The Clouds Beneath the Sun

The Kenya—Tanganyika border,

September 1961

The Land Rover juddered to a halt. Natalie Nelson jolted her head on the side window and was shaken awake. “What’s the matter, Mutevu? Why are you stopping? Watch out for that termite mound! Have we got a flat tire? What’s wrong?”

Natalie was weary—no, she was drained, exhausted, spent, and this delay was too much. She’d been traveling without sleep now for more than twenty-three hours, since she had left Cambridge sometime yesterday, and she was anxious, longing, desperate, to reach Kihara camp. However primitive the beds might be, however much a relic of empire, however scratchy the horsehair mattresses, she’d be asleep in no time—just try stopping her. A two-hour train ride from Cambridge to London, two hours across London to Heathrow, two hours at Heathrow, waiting, thirteen hours in the air, including a two-hour stopover in Cairo, two hours at Nairobi International and more waiting, and then two hours in the smallest, noisiest, most bone-shaking single-engined contraption she had ever seen, which had dropped her out of the sky at the red-clay Kihara airstrip not forty-five minutes ago. Twice already, she had nodded off in the Land Rover, and that took some doing when you were driving over the corrugated volcanic ash that the Serengeti boasted in places.

“Elephants,” muttered Mutevu Ndekei.

Natalie frowned. For as far as the eye could see, all around them, smooth bone-colored rocks caught the African sun, making the landscape resemble a vast graveyard where ungainly dinosaurs had met their end. Here and there clumps of flat-topped acacia trees threw patches of shade across the shimmering gold-green of the savannah grass that swayed in the breeze. Gazelles grazed in the distance, now and then raising their heads to look for trouble.

But right in front of them, near a massive fig tree, was a small herd of elephants.

She frowned again. “Yes, I can see that but… they’re not dangerous, are they, elephants? Why don’t we just drive round them?”

This was Natalie’s first dig as a fully fledged member of an archaeological team—she had just turned twenty-eight and her Ph.D. was barely six months old. But she had worked in South Africa as a student and so was not a complete novice in the bush.

“One of them is flat on the ground—he or she may be dead.”

They both watched as the other elephants moved in closer to the animal that had fallen.

“I don’t understand, Mutevu. What does it matter if—?”

“Shhh. Elephants can be difficult sometimes if an animal dies,” he whispered, pointing to a large she-elephant looping her trunk around a tree and pulling at the branches.

Mutevu, who had been the only person at the strip to meet Natalie—the rest of the team were in Kihara Gorge, excavating—was as soft-spoken as he was huge, a six-foot-three Maasai, black as night, with tribal cut marks gouged out of his cheeks. He had told her his main job was as camp cook, but he also helped out with the driving.

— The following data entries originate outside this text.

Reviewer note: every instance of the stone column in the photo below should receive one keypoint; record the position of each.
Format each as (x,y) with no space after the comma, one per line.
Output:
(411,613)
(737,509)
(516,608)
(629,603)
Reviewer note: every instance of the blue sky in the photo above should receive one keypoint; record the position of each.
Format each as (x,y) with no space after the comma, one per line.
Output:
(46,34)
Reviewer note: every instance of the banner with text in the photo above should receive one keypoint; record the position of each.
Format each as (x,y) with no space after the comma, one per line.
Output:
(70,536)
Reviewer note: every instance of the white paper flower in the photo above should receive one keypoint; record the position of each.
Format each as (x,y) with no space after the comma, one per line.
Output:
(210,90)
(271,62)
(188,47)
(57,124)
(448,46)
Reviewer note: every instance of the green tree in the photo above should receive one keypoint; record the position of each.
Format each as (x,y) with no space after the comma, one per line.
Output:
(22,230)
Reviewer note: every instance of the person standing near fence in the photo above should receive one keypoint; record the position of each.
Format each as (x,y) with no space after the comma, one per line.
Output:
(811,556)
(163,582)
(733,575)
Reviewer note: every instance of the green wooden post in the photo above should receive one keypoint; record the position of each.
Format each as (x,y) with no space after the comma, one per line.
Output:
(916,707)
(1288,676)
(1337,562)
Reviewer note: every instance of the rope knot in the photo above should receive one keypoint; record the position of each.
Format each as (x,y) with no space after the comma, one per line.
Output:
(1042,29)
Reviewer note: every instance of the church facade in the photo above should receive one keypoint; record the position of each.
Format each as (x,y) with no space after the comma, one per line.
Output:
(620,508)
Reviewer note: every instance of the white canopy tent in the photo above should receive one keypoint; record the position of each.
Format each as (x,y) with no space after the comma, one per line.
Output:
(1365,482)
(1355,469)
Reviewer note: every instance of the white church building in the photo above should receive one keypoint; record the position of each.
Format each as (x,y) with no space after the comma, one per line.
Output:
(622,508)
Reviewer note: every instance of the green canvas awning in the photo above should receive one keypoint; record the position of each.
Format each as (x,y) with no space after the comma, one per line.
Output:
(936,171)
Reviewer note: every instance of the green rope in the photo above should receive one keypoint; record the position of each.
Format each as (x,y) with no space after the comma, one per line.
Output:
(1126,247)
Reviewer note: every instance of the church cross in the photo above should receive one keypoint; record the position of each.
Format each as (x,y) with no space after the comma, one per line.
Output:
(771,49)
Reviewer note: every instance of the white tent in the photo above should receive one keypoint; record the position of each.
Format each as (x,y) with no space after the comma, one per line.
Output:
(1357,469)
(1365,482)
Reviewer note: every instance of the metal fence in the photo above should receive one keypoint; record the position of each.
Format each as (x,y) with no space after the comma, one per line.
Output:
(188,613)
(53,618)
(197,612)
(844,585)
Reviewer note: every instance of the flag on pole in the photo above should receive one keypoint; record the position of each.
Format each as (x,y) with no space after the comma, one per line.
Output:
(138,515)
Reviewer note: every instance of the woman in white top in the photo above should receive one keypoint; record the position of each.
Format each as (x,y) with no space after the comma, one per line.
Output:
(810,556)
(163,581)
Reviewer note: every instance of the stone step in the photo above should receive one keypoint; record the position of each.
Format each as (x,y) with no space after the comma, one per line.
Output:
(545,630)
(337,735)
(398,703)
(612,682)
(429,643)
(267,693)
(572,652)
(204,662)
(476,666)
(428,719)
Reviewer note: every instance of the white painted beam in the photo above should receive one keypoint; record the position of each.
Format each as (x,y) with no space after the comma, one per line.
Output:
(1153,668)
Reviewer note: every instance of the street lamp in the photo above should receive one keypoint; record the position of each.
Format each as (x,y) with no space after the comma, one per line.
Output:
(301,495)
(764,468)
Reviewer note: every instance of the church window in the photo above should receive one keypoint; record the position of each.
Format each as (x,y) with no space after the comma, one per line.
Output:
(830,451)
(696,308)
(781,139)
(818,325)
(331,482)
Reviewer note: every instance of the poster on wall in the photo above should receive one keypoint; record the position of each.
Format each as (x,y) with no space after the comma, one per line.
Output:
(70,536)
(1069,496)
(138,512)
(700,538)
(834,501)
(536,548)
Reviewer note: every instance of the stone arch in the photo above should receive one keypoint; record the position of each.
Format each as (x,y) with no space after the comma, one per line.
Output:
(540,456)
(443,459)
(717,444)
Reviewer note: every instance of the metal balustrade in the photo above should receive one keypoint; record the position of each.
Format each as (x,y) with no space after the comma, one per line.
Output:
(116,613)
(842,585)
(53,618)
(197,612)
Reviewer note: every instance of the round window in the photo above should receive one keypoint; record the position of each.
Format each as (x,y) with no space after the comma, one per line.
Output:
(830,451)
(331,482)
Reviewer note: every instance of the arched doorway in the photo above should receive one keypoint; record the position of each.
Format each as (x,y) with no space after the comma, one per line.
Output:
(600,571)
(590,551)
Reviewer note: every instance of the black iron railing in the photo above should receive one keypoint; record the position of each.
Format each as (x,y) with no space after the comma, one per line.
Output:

His enormous fingers found the diminutive ignition key and killed the engine.

“Elephants seem to understand death—not as much as humans do … they don’t bury their dead in graves, nothing so elaborate, but they’re not like other animals, either, who show no signs of loss.”

Mutevu pointed at an old male elephant standing by the fallen animal.

“They appear to have a form of grief—and will remain by a dead body for days on end, almost as if they are offering comfort, or holding ready to help if the fallen animal should move or show signs of life.”

They both watched in silence as most of the herd stood still, stopped eating, and just looked on while the large female this time broke off an entire tree branch, thick with leaves, and carried it in her trunk toward the fallen beast. Then she dropped the branch on the elephant, so that the creature was partially covered.

“That’s amazing,” said Natalie under her breath.

“Are they burying the animal—or covering it, to keep it warm? No one knows,” said Mutevu softly. “But it’s clearly an emotional time, and to drive through or near a herd when they are in this mood can be dangerous. We’ll just wait.”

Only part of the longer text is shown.